Si se buscara un elemento interno Estados Unidos que pudiera definir su actual tiempo político, sin duda que sería el regreso del conservadurismo, con efectos en la reactivación del racismo y en la movilidad de la derecha económica. No es fácil explicar cómo fue que Estados Unidos hubiera derrotado al nazismo, pero sin reconstruir una vía progresista basada en los derechos civiles.
Los abusos represivos de las policías sobre minorías raciales hoy ilustran ese sentimiento de superioridad que en su tiempo le dio valor al nazismo. La evolución de los liderazgos políticos de EU exhibe oscilaciones que requieren de un esfuerzo de las ciencias sociales aplicadas a las geopolítica: un péndulo ideológico, a veces en grado extremo, que mostró a KennedyJohnson reconociendo los derechos civiles de las minorías negras –hoy afroamericanos–, pero luego el ciclo de Nixon-Reagan con lo peor del imperialismo que derrocaba gobiernos por la fuerza; poco después, un tibio Clinton que frenó a un Bush y le abro la puerta a otro Bush; y de pronto, el gran salto social al primer presidente afroamericano en un país dominado por el racismo, pero con la desgracia de facilitar la llegada del puritano Trump con su agenda de ultra-ultra derecha.
Se tiene que explicar lo que ocurre en la conciencia de los votantes estadounidenses por estos giros estratégicos de su voto: el Bush que invadió y Irak por sus pistolas, el Obama que reanimó la esperanza de modificar el equilibrio social, la llegada atropellada de Trump y el voto de sobrevivencia por Biden sólo por evitar un segundo periodo de Trump.

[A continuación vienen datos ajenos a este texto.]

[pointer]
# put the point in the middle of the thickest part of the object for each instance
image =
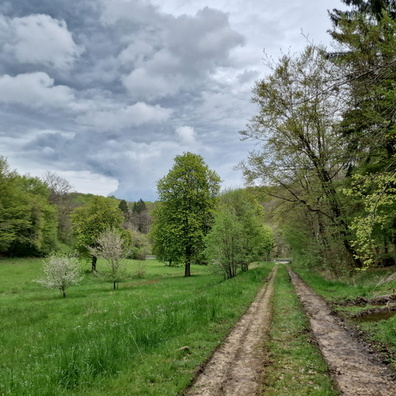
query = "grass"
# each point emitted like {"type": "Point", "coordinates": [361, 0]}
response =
{"type": "Point", "coordinates": [296, 367]}
{"type": "Point", "coordinates": [368, 284]}
{"type": "Point", "coordinates": [99, 342]}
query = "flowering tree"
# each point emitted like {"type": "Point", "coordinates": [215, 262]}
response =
{"type": "Point", "coordinates": [111, 246]}
{"type": "Point", "coordinates": [60, 272]}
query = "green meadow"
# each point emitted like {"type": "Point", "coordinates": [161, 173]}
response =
{"type": "Point", "coordinates": [146, 338]}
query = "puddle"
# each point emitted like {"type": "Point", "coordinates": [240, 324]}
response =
{"type": "Point", "coordinates": [375, 316]}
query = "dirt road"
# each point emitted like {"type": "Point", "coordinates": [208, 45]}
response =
{"type": "Point", "coordinates": [237, 366]}
{"type": "Point", "coordinates": [354, 369]}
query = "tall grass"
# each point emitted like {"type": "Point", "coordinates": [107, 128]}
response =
{"type": "Point", "coordinates": [368, 284]}
{"type": "Point", "coordinates": [97, 337]}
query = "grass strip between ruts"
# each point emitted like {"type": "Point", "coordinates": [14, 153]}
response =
{"type": "Point", "coordinates": [295, 365]}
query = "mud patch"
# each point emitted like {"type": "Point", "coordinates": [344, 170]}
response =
{"type": "Point", "coordinates": [354, 369]}
{"type": "Point", "coordinates": [362, 301]}
{"type": "Point", "coordinates": [374, 314]}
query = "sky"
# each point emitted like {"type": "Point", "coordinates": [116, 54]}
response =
{"type": "Point", "coordinates": [105, 93]}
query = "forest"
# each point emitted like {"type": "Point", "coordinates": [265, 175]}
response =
{"type": "Point", "coordinates": [322, 181]}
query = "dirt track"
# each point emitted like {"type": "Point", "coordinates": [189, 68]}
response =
{"type": "Point", "coordinates": [237, 366]}
{"type": "Point", "coordinates": [354, 369]}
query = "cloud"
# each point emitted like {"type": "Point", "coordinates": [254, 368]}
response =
{"type": "Point", "coordinates": [125, 117]}
{"type": "Point", "coordinates": [40, 40]}
{"type": "Point", "coordinates": [186, 50]}
{"type": "Point", "coordinates": [186, 135]}
{"type": "Point", "coordinates": [34, 89]}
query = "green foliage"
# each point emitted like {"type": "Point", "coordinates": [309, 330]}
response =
{"type": "Point", "coordinates": [28, 222]}
{"type": "Point", "coordinates": [91, 220]}
{"type": "Point", "coordinates": [238, 236]}
{"type": "Point", "coordinates": [188, 197]}
{"type": "Point", "coordinates": [124, 342]}
{"type": "Point", "coordinates": [225, 243]}
{"type": "Point", "coordinates": [374, 225]}
{"type": "Point", "coordinates": [60, 272]}
{"type": "Point", "coordinates": [112, 247]}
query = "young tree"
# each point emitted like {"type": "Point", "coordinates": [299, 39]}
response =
{"type": "Point", "coordinates": [60, 272]}
{"type": "Point", "coordinates": [61, 198]}
{"type": "Point", "coordinates": [112, 246]}
{"type": "Point", "coordinates": [238, 236]}
{"type": "Point", "coordinates": [188, 196]}
{"type": "Point", "coordinates": [91, 220]}
{"type": "Point", "coordinates": [224, 244]}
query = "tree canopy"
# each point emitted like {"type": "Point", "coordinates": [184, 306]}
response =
{"type": "Point", "coordinates": [187, 196]}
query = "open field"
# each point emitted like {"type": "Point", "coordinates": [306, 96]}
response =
{"type": "Point", "coordinates": [99, 341]}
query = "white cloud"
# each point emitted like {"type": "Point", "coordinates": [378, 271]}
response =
{"type": "Point", "coordinates": [40, 39]}
{"type": "Point", "coordinates": [121, 118]}
{"type": "Point", "coordinates": [88, 182]}
{"type": "Point", "coordinates": [187, 135]}
{"type": "Point", "coordinates": [34, 89]}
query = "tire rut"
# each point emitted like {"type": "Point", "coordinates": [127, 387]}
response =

Un país que reproduce dos veces el mismo escenario requiere de un análisis estratégico serio, de fondo y bastante crítico.
Las opciones no son por ofrecimientos, sino por lo mismo de 2020: entre dos liderazgos improvisados con agendas sin profundidad, como tragedia en 2020 y como farsa en 2024. La crisis de expectativas de EU como potencia líder debe llevar a un debate sobre los fracasos de los proyectos geopolíticos mundiales que explicarían la existencia de potencias crecientes como Rusia, China, Corea del Norte e Irán. Ni Trump ni Biden han prefigurado a una propuesta de liderazgo reconstructor mundial y solamente se explican por evitar la llegada del otro.
Las elecciones internas de EU se presentan pesimistas para el mundo occidental. El contenido de esta columna es responsabilidad exclusiva del columnista y no del periódico que la publica.